Note that we're allowing the new elements to be contained in a JavaScript array or an object that supports the ak library's size and at methods which means that we can merge two ak.minHeap objects, albeit using the comparison function of the one being merged into.

Using ak.minHeap

Program 1 demonstrates the bulk addition of elements to our ak.minHeap type followed by shifting them out of it in increasing order, as determined by the ak.numberCompare function.

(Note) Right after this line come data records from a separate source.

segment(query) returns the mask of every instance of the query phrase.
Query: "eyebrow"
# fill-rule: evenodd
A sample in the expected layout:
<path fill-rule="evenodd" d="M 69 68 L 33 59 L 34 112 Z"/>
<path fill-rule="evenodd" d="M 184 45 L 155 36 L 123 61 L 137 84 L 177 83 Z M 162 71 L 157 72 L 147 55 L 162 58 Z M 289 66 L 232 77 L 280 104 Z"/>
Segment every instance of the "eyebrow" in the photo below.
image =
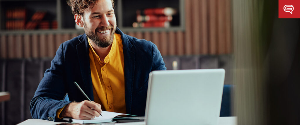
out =
<path fill-rule="evenodd" d="M 107 11 L 107 12 L 109 13 L 109 12 L 112 12 L 112 11 L 114 12 L 114 10 L 113 9 L 110 10 L 109 11 Z M 100 13 L 100 13 L 95 12 L 94 12 L 94 13 L 92 13 L 91 14 L 100 14 Z"/>

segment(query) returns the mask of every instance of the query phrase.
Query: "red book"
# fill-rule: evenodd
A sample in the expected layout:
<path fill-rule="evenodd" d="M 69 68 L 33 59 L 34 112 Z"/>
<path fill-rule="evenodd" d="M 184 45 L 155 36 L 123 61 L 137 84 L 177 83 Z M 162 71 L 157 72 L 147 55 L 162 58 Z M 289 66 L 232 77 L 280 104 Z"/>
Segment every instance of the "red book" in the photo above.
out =
<path fill-rule="evenodd" d="M 154 21 L 170 21 L 173 18 L 172 16 L 156 15 L 147 15 L 136 16 L 136 21 L 138 22 L 142 22 Z"/>
<path fill-rule="evenodd" d="M 137 15 L 164 15 L 166 16 L 172 15 L 176 14 L 177 11 L 171 7 L 154 8 L 147 8 L 143 10 L 138 10 Z"/>
<path fill-rule="evenodd" d="M 45 12 L 37 11 L 32 17 L 31 21 L 28 21 L 26 24 L 25 29 L 33 29 L 35 28 L 46 14 Z"/>
<path fill-rule="evenodd" d="M 170 22 L 168 21 L 150 22 L 134 22 L 132 24 L 132 26 L 134 28 L 167 28 L 170 26 Z"/>

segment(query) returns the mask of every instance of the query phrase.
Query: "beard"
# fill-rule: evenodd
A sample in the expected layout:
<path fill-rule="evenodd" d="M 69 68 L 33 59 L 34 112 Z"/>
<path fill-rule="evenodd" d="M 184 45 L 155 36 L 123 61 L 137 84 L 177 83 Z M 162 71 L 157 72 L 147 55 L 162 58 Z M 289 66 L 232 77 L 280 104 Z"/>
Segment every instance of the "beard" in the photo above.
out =
<path fill-rule="evenodd" d="M 116 26 L 114 26 L 111 24 L 110 24 L 110 25 L 107 27 L 97 28 L 94 31 L 93 31 L 91 29 L 87 28 L 85 23 L 83 23 L 83 26 L 84 27 L 84 31 L 86 32 L 86 36 L 92 40 L 96 46 L 100 47 L 105 48 L 111 45 L 112 43 L 112 42 L 113 41 L 114 34 L 116 32 Z M 110 30 L 110 34 L 109 36 L 105 36 L 100 38 L 97 34 L 97 32 L 98 32 L 97 31 L 104 31 L 108 29 Z"/>

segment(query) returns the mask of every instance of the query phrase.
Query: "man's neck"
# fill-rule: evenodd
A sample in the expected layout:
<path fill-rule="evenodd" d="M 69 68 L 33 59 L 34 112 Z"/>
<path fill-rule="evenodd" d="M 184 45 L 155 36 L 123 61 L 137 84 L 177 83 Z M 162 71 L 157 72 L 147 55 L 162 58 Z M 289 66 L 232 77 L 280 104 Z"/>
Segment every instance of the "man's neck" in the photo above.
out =
<path fill-rule="evenodd" d="M 92 41 L 92 40 L 88 38 L 88 40 L 89 40 L 91 43 L 91 45 L 92 46 L 92 47 L 93 47 L 93 49 L 94 49 L 96 53 L 97 53 L 98 56 L 100 58 L 100 60 L 102 62 L 104 61 L 104 59 L 107 55 L 108 53 L 110 52 L 110 49 L 112 47 L 112 45 L 110 44 L 110 45 L 106 47 L 101 47 L 97 46 L 95 44 L 95 43 Z"/>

Program 1: Shifting The Elements

You can see for yourself that the min-heap structure is preserved throughout.
Program 2 shows how we can use it as a priority queue in which elements are added at random whilst being removed in order of importance, with one element being judged more important than another if it compares smaller than it.

Program 2: A Priority Queue

By replacing the first element with the new one at each step, rather than slicing the former and adding the latter, we can perform the read and addition operations in one shot, halving the amount of work required.

With these examples showing that our ak.minHeap behaves as expected we're finished with its implementation, which you can find in MinHeap.js.

References

[1] Were All Sorted From A To Z, www.thusspakeak.com, 2017.

[2] I Still Haven't Found What I'm Looking For, www.thusspakeak.com, 2017.

[3] Let's Talk About Sets, www.thusspakeak.com, 2018.

[4] Hayward, R. & McDiarmid, C., Average Case Analysis of Heap Building by Repeated Insertion, Journal of Algorithms, Vol. 12, 1991.